Political opportunities abound at many levels for both volunteer and paid positions. Whether you aspire to a place on the board of your Home Owner’s Association or you have ambitions for local government, there are many pros and cons to running for office. The following are a few items to start out your list.


  1. Running for office gives you the opportunity to stand up for your beliefs. By giving voice to meaningful causes, you can create awareness and help others.
  2. As an office holder, you can create change. Beyond passing budgets and the regular business of governing a city or institution, you can craft policy that shapes the future in a positive way.
  3. Candidates are guaranteed to meet interesting people. While this reason sounds like a trite answer from the Miss America pageant, the education that results from interacting with a diverse populace can’t be learned from books. Such expansion of your viewpoint is often a catalyst for personal growth.
  4. According to Janice Shaw Crouse on TownHall.com, “The female share of Congressional seats seems to have reached a plateau at about one in six at the federal level and about one in four at state capitals.” By serving in any office, you can be a role model for other females. Today’s young women may be influenced by your leadership and could someday increase the proportion of women in national and state government.


  1. Politics…the word itself is synonymous with back-stabbing, mudslinging and all-around unpleasantness. It can be especially difficult for women to maintain composure when we feel personally attacked. Those running for office must be prepared for unfair assaults.
  2. Many people expect elected officials to act with high morals, so those running for and holding office face public scrutiny. If you serve on the school board, you best not lose your temper with your children in the grocery store. As a member of city council, parking tickets can cause immeasurable scandal.
  3. The election process can be exhausting, and the time commitment involved with holding an office is similarly demanding … especially if the position is pro bono. Be confident you can, and want to, fulfill the requirements of the position before running.
  4. Most elections result in only one winner in a very public race. You must be comfortable with the possibility of defeat and capable of keeping your dignity whether you win or lose.

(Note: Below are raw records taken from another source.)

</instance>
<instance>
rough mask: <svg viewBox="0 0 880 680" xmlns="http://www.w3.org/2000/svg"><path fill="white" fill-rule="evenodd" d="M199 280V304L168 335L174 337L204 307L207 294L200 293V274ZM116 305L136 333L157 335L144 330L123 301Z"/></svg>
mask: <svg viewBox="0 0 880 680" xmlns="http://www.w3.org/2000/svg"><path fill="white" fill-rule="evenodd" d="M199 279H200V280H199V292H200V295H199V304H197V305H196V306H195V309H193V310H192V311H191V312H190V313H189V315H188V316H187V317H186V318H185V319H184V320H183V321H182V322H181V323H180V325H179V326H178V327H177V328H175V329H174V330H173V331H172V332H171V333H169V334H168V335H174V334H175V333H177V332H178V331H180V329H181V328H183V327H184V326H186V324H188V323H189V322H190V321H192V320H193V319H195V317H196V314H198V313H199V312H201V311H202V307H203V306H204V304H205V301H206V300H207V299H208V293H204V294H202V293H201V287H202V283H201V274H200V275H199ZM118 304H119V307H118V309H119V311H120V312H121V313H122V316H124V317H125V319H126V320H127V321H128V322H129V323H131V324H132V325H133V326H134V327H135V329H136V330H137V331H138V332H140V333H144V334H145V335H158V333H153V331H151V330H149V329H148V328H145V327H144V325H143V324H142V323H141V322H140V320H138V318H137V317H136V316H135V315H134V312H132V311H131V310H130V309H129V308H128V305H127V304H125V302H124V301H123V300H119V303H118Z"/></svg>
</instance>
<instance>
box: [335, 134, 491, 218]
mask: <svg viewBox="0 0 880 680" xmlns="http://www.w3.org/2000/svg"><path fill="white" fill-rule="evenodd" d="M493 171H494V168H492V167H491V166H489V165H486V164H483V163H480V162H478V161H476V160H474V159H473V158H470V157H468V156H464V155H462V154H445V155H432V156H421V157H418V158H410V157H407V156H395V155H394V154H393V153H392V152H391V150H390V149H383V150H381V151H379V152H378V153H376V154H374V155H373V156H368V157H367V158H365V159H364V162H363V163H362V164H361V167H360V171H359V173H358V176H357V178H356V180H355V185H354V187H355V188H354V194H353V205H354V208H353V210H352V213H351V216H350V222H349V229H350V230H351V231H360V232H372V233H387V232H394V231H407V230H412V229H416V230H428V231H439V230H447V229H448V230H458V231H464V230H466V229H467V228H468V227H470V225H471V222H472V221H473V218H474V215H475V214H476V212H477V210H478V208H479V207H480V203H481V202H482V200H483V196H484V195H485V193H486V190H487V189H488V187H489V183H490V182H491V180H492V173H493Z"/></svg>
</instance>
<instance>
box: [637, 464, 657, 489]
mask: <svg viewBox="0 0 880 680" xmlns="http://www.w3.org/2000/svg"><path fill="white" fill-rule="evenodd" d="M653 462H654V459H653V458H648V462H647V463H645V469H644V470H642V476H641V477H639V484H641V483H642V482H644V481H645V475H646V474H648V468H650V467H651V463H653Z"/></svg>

If You Decide to Run for Office

  1. Choose an agenda and stick to it, because people tend lose confidence in a female candidate who appears to change her mind. Pick a few major issues and personal strengths, and then emphasize them repeatedly.
  2. Court an audience most likely to vote for a woman. This includes young adults, women and more educated voters.
  3. Be willing to take credit for your achievements that demonstrate your experience. Don’t hesitate to share relevant accolades and honors as proof that you can do the job at hand.
  4. Make sure your presence is professional and polished. People especially judge women by their appearance, and first impressions will influence voters to embrace (or ignore) your platform.
  5. Know the issues and be prepared to discuss all angles. You will shine in debates if you show your intelligence and demonstrate excellent communication skills.
  6. Educate yourself about the political process and find support. These sites are geared toward women running at the state and federal level, but many tips can be adapted for other types of elections.


The personal rewards from holding public office are tremendous, and the opportunities to affect positive change while in office are unmatched. Good luck to all of you who decide to strap on your Asics and run the race!